Sounds simple. Until you consider that the average guy needs to torch around 7700 calories to lose 1kg of fat, at which point it can seem like an uphill battle.

Not if you’re smart, though. Understand broad nutritional rules and repeat the best exercises for losing weight, and you’ll find that shedding some fat doesn’t actually take that long. You don’t even need to obsess about calories, says Elliot Upton, elite personal trainer at Ultimate Performance Fitness.

“Realistically, the majority of calorie counters are grossly inaccurate; the variances that can occur are huge,” he says.

“They use outdated formulas which only really consider people’s age and weight. This is massively inaccurate because even between people of the same age and weight there can be huge variance, particularly in hormonal issues, gut issues, genetics, body fat percentage, and muscle mass.”

If your aim is purely to lose weight, though, try making smarter food choices instead of counting every calorie. Ditch sugar, swap white potatoes for sweet potatoes, white bread for wholegrain and white pasta for brown.

And stick to a consistent exercise routine alongside these dietary changes and you’ll lose weight surprisingly easily. With that in mind, we asked Upton to put together his PT-approved list of the best exercises to lose weight. Grab some Savlon because these will burn.

The Best Exercises For Weight Loss: Short Term

Weight lifting exercises are among the best for losing weight because they have the potential to build the maximum amount of muscle and have a greater EPOC effect. For the uninitiated, that’s ‘Excess Post-Exercise Oxygen Consumption’ – a ‘calorie afterburn’ which means the exercises put such a strain on your system that you’ll keep burning calories even after you’ve put the weights down.

“According to the Compendium of Physical Activities, a standard 60-minute session of resistance training can burn up to 432 calories per hour for a 70kg male,” says Upton. “That said, it’s extremely difficult to suggest a calorie count for these exercises because there is so much variance person to person in things like total load lifted and time under tension of the muscle.”

Man Squatting

Want to make sure that you’re torching the maximum calories, regardless? Upton says that “the heavier the load lifted, and the more muscle recruited, the higher the potential calorie burn would be.”

Work the below into your workouts to see quick results.

Squats

Apologies to the leg-day shirkers out there, but when it comes to burning fat there’s nothing quite like the squat.

“The squat involves almost every muscle in the body,” says Upton. “It works for big muscle groups and has a large range of motion through all the joints, meaning it taxes the cardiovascular system heavily.

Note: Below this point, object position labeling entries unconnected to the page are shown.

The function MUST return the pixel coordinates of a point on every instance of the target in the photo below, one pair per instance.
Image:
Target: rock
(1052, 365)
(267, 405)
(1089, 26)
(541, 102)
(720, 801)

There’s no real place to rest, either, meaning the body is always working even when you’re stood with the bar there is still demand on the body.”

Squat slowly, thinking about decelerating (not dropping) until you have reached the bottom position. This is the point you cannot lower your hips any further without your heels lifting off the floor and/or your lower back rounding – don’t go beyond this, or you’ll hurt your back.

Estimated calories burned: 200 calories per 15 minute set

Deadlifts

Another of the ‘big three’ movements (along with squats and bench press), the deadlift is the ultimate full-body power move.

“Deadlifts are great for targeting the whole body and maximising the amount of calories burned,” Upton explains. “The legs are working hard, the back and abs needed to stabilise, your arms are working holding the bar.”

Most people struggle with keeping their chest up and end up doing deadlifts with a rounded back. For beginners, the trap bar deadlift variation can be good because it is much easier to maintain the correct positions and avoid that rounding of the back.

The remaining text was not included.